Studies of family members of MS patients has shown that the more closely related you are to an MS patient the higher your risk of the disease. For example, if you are a sibling or child of an MS patient your risk is about 3%. This shows that genes play a role in MS.
Studies over the last 30 years has shown that a region of DNA on chromosome 6 is the main genetic locus in MS. The main gene involved is called HLA-DRB1 and this gene has an immune function. HLA-DRB1 comes in over 400 different forms (or alleles). A common form in Europe, named 15, increases the risk of MS by 3-fold. Other alleles of this gene also play a role in the disease. For example, 14 protects individuals from getting the disease. As each person has two copies of all genes (one from your mother and one from your father), it is important as to which two copies of HLA-DRB1 you have. For example, 14 completely cancels the risk increasing effect of 15 when they are inherited together.
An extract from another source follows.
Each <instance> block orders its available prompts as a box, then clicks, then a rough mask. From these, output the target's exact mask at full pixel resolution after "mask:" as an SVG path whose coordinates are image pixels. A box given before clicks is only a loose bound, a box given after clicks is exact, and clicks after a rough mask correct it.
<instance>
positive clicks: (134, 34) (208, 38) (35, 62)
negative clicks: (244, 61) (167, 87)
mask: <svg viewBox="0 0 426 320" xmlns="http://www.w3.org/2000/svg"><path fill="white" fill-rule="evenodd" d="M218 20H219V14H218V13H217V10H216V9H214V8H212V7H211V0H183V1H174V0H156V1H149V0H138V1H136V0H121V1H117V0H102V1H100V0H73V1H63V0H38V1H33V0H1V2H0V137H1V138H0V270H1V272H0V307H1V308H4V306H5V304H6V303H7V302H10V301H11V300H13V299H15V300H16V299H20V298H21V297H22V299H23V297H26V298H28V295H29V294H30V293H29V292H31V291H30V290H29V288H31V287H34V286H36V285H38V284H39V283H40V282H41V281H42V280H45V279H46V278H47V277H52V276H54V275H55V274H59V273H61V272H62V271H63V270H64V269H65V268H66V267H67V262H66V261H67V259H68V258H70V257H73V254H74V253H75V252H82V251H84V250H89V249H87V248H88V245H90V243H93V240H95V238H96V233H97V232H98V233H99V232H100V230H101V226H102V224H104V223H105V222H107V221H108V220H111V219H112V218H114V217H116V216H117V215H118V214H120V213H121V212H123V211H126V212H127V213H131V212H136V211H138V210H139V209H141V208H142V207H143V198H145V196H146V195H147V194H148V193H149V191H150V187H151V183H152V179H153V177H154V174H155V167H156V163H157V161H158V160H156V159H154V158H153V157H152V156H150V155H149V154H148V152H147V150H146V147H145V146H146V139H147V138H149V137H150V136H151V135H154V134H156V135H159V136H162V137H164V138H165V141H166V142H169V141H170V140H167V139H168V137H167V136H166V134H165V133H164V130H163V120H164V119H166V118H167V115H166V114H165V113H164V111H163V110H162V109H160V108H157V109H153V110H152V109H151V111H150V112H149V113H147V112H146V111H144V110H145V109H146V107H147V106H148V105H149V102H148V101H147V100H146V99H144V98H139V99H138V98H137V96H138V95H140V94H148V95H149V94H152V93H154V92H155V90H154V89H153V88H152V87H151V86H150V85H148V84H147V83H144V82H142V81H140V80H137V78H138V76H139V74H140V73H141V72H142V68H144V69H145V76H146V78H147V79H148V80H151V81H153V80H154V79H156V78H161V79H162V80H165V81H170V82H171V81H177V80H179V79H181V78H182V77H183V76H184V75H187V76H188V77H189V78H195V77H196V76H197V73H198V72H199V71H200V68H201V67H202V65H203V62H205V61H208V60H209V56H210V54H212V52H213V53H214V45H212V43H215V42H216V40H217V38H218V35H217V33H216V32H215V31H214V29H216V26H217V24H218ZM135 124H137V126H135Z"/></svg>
This may explain, in part, why MS is rare in Asia; there, the 14 allele is common.
More recently, large scale studies have identified a number of other genes involved in MS, including the interleukin 7 receptor alpha (IL7RA), interleukin 2 receptor alpha (IL2RA), the c type lectin 16 a gene (CLEC16A) and interferon response factor 8 (IRF8) genes. These genes increase disease risk by a substantially smaller amount compared to HLA-DRB1, but due to their role in the immune response highlight that the key mechanism of the disease appears to be immune dysfunction.